Imagine you have piles upon piles of handwritten documents. There are a number of things you might want to do with those documents, such as searching for a particular subject or heading or even digitize them for later use. One way to go about it would be to sift through them and transcribe each document, word for word. But in the 21st century, you want a faster, simpler, more efficient, and more convenient solution. That is where optical character recognition (OCR) comes in, and here is what you need to know about it.
What Is OCR?
Optical character recognition, or OCR, is a technology that allows a computer to recognize text within images. When a computer processes an image, such as a scanned document or photograph, it identifies it as a series of adjacent dots (pixels) with different colors. However, when an OCR program is employed, it is able to parse those pixels, identify them as letters, and convert the handwritten text into a machine-readable form. Since the computer can then understand the document, data produced can be processed by other programs for different purposes.
The Uses of OCR
There are a lot of benefits and uses which can come from technology such as OCR. Today, OCR powers a lot of systems and services used, even in daily life. Common uses of OCR include simply making a record of data for future use, automatically recognizing number plates, and performing handwritten interactions with a computer. OCR software has similarly been built to cater to specific uses. The Tabscanner receipt OCR system is built around its ability to interpret and process data from receipts, and many others like it. The reason OCR has become so widely used is due to its ability to save time, increase efficiency, and improve automated reporting.
How OCR Works
An OCR system has to have an optical scanner as an integral component of the system since this is how it receives its input, the image. Once the system receives an input, it will attempt to analyze the image and identify the different characters within it. For most OCR systems, this is done by using both hardware and software in combination. Now, as you can imagine, for a computer program, recognizing a character is simpler said than done. If the document in question is typed, there can be different typefaces, whereas if it were handwritten, well, then the possibilities would be infinite.

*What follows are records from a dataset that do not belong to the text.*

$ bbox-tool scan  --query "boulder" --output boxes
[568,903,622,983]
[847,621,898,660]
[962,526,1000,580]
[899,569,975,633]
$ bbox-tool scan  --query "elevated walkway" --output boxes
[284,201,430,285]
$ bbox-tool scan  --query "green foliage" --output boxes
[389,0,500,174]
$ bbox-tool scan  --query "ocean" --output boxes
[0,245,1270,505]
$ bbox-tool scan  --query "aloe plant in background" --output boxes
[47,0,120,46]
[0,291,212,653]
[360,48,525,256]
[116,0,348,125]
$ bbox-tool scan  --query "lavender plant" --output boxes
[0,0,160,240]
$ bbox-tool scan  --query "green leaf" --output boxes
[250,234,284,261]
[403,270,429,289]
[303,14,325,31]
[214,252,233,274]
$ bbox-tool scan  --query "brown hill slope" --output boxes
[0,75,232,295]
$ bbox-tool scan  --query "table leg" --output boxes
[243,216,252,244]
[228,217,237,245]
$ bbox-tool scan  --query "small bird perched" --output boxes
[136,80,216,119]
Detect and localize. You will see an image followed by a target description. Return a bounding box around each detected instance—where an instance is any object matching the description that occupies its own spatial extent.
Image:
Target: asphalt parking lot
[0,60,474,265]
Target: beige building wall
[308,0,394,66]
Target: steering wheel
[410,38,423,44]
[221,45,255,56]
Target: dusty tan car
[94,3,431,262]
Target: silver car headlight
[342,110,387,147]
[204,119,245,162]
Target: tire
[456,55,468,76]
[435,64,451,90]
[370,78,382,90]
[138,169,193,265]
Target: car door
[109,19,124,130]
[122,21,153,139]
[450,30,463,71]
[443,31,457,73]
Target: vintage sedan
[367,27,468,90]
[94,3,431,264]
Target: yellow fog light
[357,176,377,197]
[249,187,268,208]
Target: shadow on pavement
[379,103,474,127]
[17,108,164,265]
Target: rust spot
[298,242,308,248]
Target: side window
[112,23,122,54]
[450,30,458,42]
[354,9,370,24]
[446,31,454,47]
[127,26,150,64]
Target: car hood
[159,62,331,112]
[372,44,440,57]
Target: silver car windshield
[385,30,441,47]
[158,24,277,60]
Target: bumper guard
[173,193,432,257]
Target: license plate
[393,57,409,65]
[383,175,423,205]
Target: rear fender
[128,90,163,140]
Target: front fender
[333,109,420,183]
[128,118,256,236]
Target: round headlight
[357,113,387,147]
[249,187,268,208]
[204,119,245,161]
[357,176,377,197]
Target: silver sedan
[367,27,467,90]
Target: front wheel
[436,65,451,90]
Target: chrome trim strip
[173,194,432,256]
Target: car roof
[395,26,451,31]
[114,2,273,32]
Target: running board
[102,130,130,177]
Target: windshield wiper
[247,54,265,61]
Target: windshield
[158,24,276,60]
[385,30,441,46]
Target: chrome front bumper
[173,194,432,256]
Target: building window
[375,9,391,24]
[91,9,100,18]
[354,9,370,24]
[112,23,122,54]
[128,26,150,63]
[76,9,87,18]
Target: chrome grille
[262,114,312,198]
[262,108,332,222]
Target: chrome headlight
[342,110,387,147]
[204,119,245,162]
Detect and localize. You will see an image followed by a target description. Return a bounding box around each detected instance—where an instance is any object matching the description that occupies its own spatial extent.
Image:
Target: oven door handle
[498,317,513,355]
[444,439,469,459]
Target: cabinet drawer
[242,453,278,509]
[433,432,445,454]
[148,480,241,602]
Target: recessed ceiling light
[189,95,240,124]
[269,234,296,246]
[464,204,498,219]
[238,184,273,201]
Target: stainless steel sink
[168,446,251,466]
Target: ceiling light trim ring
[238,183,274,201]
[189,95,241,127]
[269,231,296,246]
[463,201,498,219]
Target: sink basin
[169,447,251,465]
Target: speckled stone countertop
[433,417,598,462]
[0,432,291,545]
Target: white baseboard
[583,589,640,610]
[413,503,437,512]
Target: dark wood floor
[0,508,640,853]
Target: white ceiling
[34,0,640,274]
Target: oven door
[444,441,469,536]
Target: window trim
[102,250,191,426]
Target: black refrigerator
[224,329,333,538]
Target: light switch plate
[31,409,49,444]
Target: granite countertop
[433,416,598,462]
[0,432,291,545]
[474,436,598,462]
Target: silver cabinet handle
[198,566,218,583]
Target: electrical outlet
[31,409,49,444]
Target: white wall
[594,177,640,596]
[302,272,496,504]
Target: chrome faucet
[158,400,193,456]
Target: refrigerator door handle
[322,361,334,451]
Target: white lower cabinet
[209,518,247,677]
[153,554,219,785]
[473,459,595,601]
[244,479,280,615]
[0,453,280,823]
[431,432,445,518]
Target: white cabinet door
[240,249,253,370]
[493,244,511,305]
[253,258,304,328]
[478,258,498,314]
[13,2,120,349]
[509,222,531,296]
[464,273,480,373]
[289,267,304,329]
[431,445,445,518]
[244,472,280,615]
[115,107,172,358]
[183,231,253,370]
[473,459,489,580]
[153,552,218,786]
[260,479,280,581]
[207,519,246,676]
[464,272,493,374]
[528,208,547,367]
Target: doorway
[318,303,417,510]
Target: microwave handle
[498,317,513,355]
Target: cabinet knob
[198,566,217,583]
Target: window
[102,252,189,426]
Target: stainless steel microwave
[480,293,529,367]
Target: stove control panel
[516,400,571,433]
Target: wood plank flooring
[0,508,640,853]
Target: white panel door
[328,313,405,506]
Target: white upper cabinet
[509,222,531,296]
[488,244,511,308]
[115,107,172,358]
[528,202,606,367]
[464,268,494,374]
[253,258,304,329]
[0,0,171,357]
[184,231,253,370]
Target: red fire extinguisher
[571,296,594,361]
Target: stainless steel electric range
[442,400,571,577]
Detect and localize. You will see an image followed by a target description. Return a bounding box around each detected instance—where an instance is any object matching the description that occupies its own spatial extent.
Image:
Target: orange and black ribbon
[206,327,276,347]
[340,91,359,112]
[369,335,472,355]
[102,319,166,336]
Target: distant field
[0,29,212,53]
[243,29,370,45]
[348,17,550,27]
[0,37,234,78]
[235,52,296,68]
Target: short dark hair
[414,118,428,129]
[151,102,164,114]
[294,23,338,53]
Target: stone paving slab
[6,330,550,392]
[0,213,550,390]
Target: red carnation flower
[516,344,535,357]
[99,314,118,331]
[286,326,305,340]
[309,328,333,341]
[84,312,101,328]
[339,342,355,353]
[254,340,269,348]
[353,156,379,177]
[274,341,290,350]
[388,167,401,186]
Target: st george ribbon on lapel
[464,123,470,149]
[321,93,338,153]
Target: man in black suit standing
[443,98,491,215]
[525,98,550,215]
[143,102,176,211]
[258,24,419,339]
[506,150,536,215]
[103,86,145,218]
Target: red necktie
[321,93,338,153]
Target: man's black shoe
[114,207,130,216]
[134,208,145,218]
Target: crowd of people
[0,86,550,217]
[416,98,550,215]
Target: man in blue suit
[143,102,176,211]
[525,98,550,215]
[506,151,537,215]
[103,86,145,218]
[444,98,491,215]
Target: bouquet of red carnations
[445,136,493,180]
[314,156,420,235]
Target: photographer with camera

To overcome this issue, OCR systems use either pattern recognition, where characters are compared to a stored database of others and recognized in their entirety, feature detection, where characters are identified by recognizing the individual lines and strokes which make them up, or a blend of the two.
As you can see, OCR systems are a popular technology as a result of how useful it can be. Tedious, time-consuming tasks such as manual data entry can now be completed in a fraction of the time, and reports produced in an instant. And now that you know more about OCR, you can ask for it should you need it, or identify when you see it.